I have a Mikrotik(DC), acting as a l2tp server and a CentOS7(Office) OS connected to that server. The problem is that I can ping the mikrotik from the centos and from the network behind it, and I can ping centos from mikrotik and network behind it.

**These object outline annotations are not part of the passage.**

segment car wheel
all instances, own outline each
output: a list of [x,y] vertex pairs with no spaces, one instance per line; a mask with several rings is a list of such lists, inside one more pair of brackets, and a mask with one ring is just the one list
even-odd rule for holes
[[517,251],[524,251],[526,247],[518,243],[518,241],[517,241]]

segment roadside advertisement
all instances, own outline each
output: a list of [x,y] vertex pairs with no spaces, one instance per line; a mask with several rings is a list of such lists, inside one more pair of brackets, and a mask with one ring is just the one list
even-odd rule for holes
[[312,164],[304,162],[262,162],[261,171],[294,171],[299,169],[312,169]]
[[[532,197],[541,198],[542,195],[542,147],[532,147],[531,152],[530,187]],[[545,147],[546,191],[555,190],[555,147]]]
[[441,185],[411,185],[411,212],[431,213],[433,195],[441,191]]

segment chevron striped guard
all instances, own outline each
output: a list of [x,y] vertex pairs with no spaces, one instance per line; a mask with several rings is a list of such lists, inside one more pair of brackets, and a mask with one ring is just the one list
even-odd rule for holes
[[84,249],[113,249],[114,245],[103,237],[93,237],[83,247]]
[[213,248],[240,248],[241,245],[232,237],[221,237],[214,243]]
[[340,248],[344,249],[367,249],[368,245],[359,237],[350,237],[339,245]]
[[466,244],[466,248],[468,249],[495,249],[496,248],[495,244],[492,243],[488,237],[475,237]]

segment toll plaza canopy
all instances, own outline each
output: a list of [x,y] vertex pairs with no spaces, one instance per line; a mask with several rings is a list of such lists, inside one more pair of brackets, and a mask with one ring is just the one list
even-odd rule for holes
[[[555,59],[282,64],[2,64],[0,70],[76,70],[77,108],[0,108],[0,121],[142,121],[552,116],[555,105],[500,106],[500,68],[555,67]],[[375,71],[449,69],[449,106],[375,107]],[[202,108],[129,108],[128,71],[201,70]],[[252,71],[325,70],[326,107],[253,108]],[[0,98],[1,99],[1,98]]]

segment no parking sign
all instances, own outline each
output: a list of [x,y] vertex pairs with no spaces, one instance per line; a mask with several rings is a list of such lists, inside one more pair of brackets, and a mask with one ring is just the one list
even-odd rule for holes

But I can't access any of the computers behind mikrotik and behind centos. iptables:
# Generated by iptables-save v1.4.21 on Wed Feb 6 00:26:09 2019
*nat
:PREROUTING ACCEPT [10023:752813]
:INPUT ACCEPT [1512:195812]
:OUTPUT ACCEPT [71:5442]
:POSTROUTING ACCEPT [3521:254098]
-A POSTROUTING -o ppp0 -j MASQUERADE
-A POSTROUTING -o ppp0 -j MASQUERADE
COMMIT
# Completed on Wed Feb 6 00:26:09 2019
# Generated by iptables-save v1.4.21 on Wed Feb 6 00:26:09 2019
*filter
:INPUT ACCEPT [24872:18721138]
:FORWARD ACCEPT [415636:32442804]
:OUTPUT ACCEPT [19025:3915262]
-A FORWARD -i ppp0 -o eth0 -m state --state RELATED,ESTABLISHED -j ACCEPT
-A FORWARD -i eth0 -o ppp0 -j ACCEPT
COMMIT
# Completed on Wed Feb 6 00:26:09 2019
mikrotik firewall:
/ip firewall filter
add action=accept chain=input comment=\
"defconf: accept established,related,untracked" connection-state=\
established,related,untracked
add action=accept chain=input src-address=10.192.68.0/24
add action=accept chain=input src-address=10.192.69.0/24
add action=accept chain=input port=1701,500,4500 protocol=udp
add action=accept chain=input protocol=ipsec-esp
add action=accept chain=input src-address=10.192.67.0/24
add action=accept chain=forward disabled=yes dst-address=10.192.69.0/24 \
src-address=10.192.68.0/24
add action=accept chain=forward disabled=yes dst-address=10.192.68.0/24 \
src-address=10.192.69.0/24
add action=drop chain=input comment="defconf: drop invalid" connection-state=\
invalid
add action=drop chain=input comment="defconf: drop all not coming from LAN" \
in-interface-list=!LAN
add action=accept chain=forward comment="defconf: accept in ipsec policy" \
ipsec-policy=in,ipsec
add action=accept chain=forward comment="defconf: accept out ipsec policy" \
ipsec-policy=out,ipsec
add action=fasttrack-connection chain=forward comment="defconf: fasttrack" \
connection-state=established,related
add action=accept chain=forward comment=\
"defconf: accept established,related, untracked" connection-state=\
established,related,untracked
add action=drop chain=forward comment="defconf: drop invalid" connection-state=\
invalid
add action=drop chain=forward comment="defconf: drop all from WAN not DSTNATed" \
connection-nat-state=!dstnat connection-state=new in-interface-list=WAN
mikrotik nat:
/ip firewall nat
add action=accept chain=srcnat disabled=yes dst-address=10.192.69.0/24 src-address=\
10.192.68.0/24
add action=masquerade chain=srcnat comment="defconf: masquerade" ipsec-policy=\
out,none out-interface-list=WAN
add action=masquerade chain=srcnat out-interface=all-ppp
add action=masquerade chain=srcnat out-interface=l2tp-in-Jarvis src-address=\
10.192.68.0/24
Office network: 10.192.69.0/24 DC network: 10.192.68.0/24 I want to be able to to access network behind mikrotik from the office and vise versa, please point me int he direction where have I messed up?